8. How did you fall in love with horror, and what are your thoughts on the current state of the genre? Where do you see it headed in the years to come?
You know, I started off with two parents that were very big into Twilight Zone, Outer Limits and Godzilla movies. So, my early education in horror came from the past. I mean my parents grew up with those movies, and that is what they shared with me. And I’m a totally 80s kid. You know, the Elm Street and the Friday the 13th films, all those movies. Italian horror films, too. I think Fulci is a master. I knew John Carpenter was doing something amazing, even when I wasn’t really sure what he was doing that was amazing. I’ve always been big on educating yourself and increasing your film knowledge.
The state of horror today I think is in a great place.
And I just talked about Jordan Peele — what he is doing with film is amazing. It’s social commentary like George Romero was doing. Like Carpenter was doing. Like Craven has been doing during his entire career. I think having someone who has a special voice, who is going to push the boundaries of what the definition of what horror is, is what is definitely needed. We’re so lucky, a few years ago, we had Mike Flanagan as an alumni of our film festival. We had a film of his early on. To see the fact that he went on to make what I think is one of the best short form stories, with Haunting of Hill House on Netflix — and just watching him grow as a director — has been incredible.
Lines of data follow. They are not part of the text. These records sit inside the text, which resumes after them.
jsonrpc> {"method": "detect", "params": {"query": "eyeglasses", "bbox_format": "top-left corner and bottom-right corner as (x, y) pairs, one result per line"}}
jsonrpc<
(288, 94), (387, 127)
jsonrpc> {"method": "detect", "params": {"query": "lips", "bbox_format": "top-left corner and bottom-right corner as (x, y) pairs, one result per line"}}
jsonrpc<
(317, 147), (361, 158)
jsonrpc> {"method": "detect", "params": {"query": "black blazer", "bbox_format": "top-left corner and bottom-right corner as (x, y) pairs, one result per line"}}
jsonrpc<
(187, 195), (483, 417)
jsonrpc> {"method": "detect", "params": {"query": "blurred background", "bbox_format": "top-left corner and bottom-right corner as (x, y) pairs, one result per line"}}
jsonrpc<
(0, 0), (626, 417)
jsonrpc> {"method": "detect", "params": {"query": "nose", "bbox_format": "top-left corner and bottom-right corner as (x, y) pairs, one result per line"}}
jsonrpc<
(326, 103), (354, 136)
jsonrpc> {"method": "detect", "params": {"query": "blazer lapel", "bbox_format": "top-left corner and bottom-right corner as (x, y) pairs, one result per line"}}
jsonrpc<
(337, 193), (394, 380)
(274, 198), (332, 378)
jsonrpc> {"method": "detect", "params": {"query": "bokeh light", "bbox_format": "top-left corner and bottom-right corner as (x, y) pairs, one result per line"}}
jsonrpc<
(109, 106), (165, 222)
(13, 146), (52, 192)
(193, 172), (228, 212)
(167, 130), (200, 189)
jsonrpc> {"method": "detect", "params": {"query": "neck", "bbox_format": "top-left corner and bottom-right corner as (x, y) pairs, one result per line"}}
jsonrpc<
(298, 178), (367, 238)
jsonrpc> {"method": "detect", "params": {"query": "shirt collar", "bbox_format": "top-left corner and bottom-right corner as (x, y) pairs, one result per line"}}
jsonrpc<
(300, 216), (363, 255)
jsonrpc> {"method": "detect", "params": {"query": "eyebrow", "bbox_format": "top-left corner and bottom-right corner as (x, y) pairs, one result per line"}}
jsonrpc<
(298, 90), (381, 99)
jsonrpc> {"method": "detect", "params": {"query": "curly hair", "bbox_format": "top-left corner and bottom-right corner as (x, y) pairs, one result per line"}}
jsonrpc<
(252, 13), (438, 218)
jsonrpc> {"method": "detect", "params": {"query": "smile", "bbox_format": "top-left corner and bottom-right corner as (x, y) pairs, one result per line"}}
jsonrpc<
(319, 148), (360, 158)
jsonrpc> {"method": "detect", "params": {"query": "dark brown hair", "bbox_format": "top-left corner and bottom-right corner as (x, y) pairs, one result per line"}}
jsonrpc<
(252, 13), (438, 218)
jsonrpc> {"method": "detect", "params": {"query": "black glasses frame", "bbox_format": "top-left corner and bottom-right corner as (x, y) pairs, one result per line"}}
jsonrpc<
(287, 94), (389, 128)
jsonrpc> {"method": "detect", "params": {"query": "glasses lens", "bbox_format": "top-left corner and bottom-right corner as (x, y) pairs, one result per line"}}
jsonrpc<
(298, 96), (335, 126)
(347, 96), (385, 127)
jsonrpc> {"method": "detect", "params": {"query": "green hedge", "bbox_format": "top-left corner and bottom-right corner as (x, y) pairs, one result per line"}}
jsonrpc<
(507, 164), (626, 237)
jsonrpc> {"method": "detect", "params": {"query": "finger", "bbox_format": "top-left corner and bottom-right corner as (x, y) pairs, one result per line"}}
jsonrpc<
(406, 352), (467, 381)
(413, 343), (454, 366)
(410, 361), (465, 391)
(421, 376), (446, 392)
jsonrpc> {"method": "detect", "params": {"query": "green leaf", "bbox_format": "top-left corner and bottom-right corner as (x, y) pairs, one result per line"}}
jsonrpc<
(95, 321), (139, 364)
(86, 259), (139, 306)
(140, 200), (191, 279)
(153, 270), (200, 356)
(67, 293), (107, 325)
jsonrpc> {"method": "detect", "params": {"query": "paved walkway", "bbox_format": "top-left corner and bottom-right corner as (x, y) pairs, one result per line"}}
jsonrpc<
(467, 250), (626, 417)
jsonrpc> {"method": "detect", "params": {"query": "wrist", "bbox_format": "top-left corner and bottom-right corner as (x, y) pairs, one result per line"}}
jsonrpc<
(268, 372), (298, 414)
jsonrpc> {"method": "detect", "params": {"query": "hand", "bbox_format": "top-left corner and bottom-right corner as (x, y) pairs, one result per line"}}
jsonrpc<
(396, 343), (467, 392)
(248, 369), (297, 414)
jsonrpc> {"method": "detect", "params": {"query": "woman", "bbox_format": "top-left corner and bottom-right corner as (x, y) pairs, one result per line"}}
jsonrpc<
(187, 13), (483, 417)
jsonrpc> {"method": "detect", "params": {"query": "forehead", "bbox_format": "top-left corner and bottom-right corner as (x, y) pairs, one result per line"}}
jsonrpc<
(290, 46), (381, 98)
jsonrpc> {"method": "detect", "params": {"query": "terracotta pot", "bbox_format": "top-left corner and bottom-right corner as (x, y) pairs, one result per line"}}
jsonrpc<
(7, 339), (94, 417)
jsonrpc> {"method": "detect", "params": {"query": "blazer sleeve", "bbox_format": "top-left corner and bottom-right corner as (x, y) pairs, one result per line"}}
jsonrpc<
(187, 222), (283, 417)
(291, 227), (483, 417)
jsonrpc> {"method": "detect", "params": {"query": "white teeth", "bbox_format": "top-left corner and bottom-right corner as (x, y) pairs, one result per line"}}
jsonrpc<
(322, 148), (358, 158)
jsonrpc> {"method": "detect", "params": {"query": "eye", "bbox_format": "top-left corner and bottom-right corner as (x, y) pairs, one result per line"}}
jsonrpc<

I think looking forward into what horror is going to be, or what science fiction is going to be in the future, it’s all based on that fact that film is a reflection of the society that we’re living in. We’re living in tumultuous times. We’re a nation divided. I think those things can be redirected into horror and science fiction films. There’s going to be a point in time, 20 years from now, when people look back and say, “What was 2019 like?: And one of the references they’re going to have will be films and film culture.
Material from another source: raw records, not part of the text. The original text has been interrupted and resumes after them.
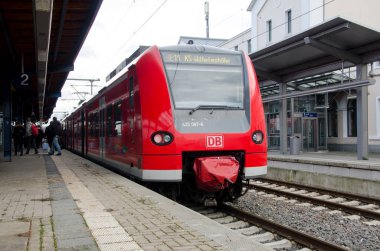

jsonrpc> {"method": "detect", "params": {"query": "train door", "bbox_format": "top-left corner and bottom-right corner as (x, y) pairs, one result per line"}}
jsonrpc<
(99, 97), (106, 160)
(127, 67), (136, 153)
(80, 110), (86, 156)
(302, 118), (318, 152)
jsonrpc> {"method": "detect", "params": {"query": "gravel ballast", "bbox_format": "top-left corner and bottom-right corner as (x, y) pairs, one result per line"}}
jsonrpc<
(234, 191), (380, 250)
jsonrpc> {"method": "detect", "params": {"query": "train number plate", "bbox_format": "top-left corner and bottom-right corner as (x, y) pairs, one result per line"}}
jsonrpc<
(206, 136), (224, 148)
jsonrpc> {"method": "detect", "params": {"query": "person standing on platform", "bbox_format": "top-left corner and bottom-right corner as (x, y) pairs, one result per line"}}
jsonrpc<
(45, 121), (55, 155)
(12, 121), (25, 156)
(25, 118), (38, 154)
(49, 117), (62, 155)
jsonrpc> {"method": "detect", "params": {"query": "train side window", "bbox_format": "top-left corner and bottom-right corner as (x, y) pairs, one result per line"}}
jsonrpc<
(129, 77), (134, 109)
(94, 112), (100, 137)
(113, 101), (122, 136)
(88, 113), (95, 138)
(87, 113), (93, 138)
(106, 105), (114, 137)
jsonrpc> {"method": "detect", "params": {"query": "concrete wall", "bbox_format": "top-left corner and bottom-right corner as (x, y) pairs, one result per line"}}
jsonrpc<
(219, 29), (252, 54)
(251, 0), (324, 50)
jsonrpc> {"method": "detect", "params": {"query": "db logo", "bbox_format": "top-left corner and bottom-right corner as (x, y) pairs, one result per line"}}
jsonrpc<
(206, 136), (224, 148)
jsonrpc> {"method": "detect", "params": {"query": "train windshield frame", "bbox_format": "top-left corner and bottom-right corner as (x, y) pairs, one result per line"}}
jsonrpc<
(161, 51), (245, 110)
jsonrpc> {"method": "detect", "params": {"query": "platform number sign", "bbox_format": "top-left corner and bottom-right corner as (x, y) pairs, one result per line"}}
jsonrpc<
(12, 73), (29, 89)
(206, 135), (224, 148)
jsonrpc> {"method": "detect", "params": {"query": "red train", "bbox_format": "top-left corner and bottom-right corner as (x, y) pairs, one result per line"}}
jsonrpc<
(64, 45), (267, 201)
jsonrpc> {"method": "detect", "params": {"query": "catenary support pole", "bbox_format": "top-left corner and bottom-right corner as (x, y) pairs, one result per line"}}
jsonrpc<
(356, 64), (368, 160)
(278, 83), (288, 154)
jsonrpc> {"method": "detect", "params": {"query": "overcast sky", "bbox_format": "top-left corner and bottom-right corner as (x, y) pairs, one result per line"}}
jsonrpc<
(54, 0), (251, 118)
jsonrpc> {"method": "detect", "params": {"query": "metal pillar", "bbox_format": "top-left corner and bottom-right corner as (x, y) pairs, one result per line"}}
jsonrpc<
(279, 83), (288, 154)
(356, 64), (368, 160)
(1, 83), (12, 161)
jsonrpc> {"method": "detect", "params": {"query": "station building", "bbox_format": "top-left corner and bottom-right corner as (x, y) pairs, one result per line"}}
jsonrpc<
(219, 0), (380, 155)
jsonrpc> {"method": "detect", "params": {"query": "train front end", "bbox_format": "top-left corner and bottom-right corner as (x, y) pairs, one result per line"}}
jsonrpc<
(138, 45), (267, 201)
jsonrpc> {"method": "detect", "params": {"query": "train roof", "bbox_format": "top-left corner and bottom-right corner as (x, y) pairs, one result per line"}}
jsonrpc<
(159, 44), (241, 54)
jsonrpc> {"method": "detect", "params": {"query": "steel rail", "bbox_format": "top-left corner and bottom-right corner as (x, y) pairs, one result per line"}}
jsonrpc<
(218, 203), (348, 251)
(255, 178), (380, 205)
(249, 184), (380, 220)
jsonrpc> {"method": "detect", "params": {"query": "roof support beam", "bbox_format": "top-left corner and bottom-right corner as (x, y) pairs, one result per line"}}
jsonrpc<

I think it’s very important that filmmakers continue to push those boundaries of storytelling. The greatest horror that we have is sometimes right outside our front door. I think there’s a great opportunity for filmmakers to look at what’s going on currently in our world and mold stories that are a reflection of that. That, for me, is where the interesting part of horror comes from.
9. Where can potential followers find and stay up to date with the festival? Are there any social media outlets available for fans and filmmakers to follow?
You can find our current schedule as well as ticket information and special event ticketing at PhoenixFilmFestival.com. The whole schedule is up there. There’s a great app that you can add to your phone that will give you your entire schedule on your mobile device as well. You can follow IHSFF on Twitter and Facebook. That’s where where we keep you up to date with all the latest news and scheduled events. You’ll start seeing my face on there probably more in the next few days, as I like to live stream from the event and different places.
10. To wrap up, we always like to ask one last question. If you could pick one and only one, what would you say if your favorite horror film of all time?
My favorite horror film of all time is Evil Dead 2. I think what Sam Raimi was doing with the film at the time,was unheard of. He was a true indie filmmaker, and Evil Dead 2 is the combined passions of a lot of different things that I like. I live and breathe Bruce Campbell. Whenever Bruce Campbell is doing something, I try to make it a point to be there. I think it played such a role in expanding my mind about what horror could be, what it should be, and aspects of what story and performance was. Evil Dead 2 is always the one I go back to.